One thought on “Saturday salon 15/8”

  1. Am I really First on Saturday Salon? 🙂

    Is the Abbott Government in a death spiral?
    My oath it is.

    There’s an old saying, “When the fox is caught, the hounds are cooked”.

    The Abbott Government has served its purpose: the FTA with China has been signed (though 10 years of negotiations weren’t as good as 10 minutes of exercising common sense) and all sorts of other sell-outs have happened and are irreversible.

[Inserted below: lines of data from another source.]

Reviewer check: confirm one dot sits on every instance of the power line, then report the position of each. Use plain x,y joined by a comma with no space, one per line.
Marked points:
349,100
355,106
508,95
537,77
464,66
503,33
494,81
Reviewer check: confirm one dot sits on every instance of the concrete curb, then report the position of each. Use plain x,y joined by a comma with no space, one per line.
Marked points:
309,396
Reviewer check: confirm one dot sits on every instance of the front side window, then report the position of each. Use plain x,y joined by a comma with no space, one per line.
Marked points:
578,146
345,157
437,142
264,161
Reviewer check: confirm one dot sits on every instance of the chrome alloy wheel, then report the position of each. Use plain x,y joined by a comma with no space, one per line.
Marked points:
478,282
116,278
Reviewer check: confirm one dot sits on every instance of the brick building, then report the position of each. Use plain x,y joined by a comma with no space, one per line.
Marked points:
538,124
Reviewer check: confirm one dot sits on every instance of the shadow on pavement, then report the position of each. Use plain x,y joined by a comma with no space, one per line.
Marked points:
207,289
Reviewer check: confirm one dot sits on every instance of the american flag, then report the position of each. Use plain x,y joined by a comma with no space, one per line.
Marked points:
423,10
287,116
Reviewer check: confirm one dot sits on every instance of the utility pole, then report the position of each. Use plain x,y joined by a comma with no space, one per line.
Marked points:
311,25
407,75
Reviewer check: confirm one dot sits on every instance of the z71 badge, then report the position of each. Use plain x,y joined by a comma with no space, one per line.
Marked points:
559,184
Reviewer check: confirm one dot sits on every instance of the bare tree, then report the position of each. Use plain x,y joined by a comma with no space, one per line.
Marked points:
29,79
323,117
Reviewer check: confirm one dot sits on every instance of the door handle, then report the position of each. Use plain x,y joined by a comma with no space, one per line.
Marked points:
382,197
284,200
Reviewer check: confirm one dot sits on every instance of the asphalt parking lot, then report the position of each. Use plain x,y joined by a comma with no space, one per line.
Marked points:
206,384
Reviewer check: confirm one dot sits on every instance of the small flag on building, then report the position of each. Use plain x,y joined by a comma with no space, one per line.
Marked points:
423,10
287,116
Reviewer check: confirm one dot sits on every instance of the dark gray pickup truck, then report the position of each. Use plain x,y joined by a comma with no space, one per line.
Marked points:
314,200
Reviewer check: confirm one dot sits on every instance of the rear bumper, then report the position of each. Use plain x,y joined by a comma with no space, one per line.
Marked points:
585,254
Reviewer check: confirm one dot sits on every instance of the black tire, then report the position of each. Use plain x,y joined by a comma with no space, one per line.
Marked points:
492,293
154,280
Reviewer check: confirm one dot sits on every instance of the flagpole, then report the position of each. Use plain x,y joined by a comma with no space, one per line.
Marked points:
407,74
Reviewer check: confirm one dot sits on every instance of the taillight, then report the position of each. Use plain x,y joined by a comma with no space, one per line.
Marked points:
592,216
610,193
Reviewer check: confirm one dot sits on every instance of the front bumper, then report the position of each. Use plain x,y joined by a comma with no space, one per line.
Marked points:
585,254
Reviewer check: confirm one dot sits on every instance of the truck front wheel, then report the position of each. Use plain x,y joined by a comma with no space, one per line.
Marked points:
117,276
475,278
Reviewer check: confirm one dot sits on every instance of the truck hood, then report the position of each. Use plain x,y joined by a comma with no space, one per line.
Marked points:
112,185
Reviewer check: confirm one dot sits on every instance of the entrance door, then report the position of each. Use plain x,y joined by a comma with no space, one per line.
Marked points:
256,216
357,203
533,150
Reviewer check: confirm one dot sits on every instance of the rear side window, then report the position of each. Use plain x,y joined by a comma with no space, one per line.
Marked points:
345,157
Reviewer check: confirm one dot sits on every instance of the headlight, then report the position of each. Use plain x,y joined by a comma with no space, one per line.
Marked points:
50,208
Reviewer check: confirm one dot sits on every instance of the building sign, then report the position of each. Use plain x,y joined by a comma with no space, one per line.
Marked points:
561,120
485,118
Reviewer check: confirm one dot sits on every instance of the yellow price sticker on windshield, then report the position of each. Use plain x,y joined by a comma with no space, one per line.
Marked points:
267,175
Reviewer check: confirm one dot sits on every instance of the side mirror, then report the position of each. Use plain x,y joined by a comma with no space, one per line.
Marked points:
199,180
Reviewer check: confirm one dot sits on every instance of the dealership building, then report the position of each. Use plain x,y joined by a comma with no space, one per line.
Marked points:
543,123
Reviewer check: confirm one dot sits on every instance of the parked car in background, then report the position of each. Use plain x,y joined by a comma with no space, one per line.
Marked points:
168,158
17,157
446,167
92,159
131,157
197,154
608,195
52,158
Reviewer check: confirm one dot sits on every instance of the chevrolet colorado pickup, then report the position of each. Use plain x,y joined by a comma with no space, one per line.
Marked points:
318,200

Our precious sovereignty has gone forever and Australia is being “carved up like a melon”.

    A Double Dissolution would be nice but unlikely. My guess is we will hear about a typical Liberal Party application of sharp cutlery to the incumbent leader’s back, this time without all the usual lying assertions of undying loyalty but with astonishing abruptness.

    The new Prime Minister will almost certainly be Andrew Robb. I watched – with disgust – the recent broadcast of his address to the National Press Club where he praised to the skies all the Unequal Treaties dressed up as trade deals. Others, far more influential than any of us, would have been watching too and smiling; “That’s my boy!!”. Never mind the procedures and traditions of the Parliament and of the political parties, they can be twisted so as to put the thoroughly reliable politician into the top job and keep everything running smoothly. Grooming of reliable politicians in the ALP will continue apace so that the fiction of democracy(??) is preserved.

    Tony Abbott? Who is Tony Abbott? Heard the name somewhere before – which team does he play for?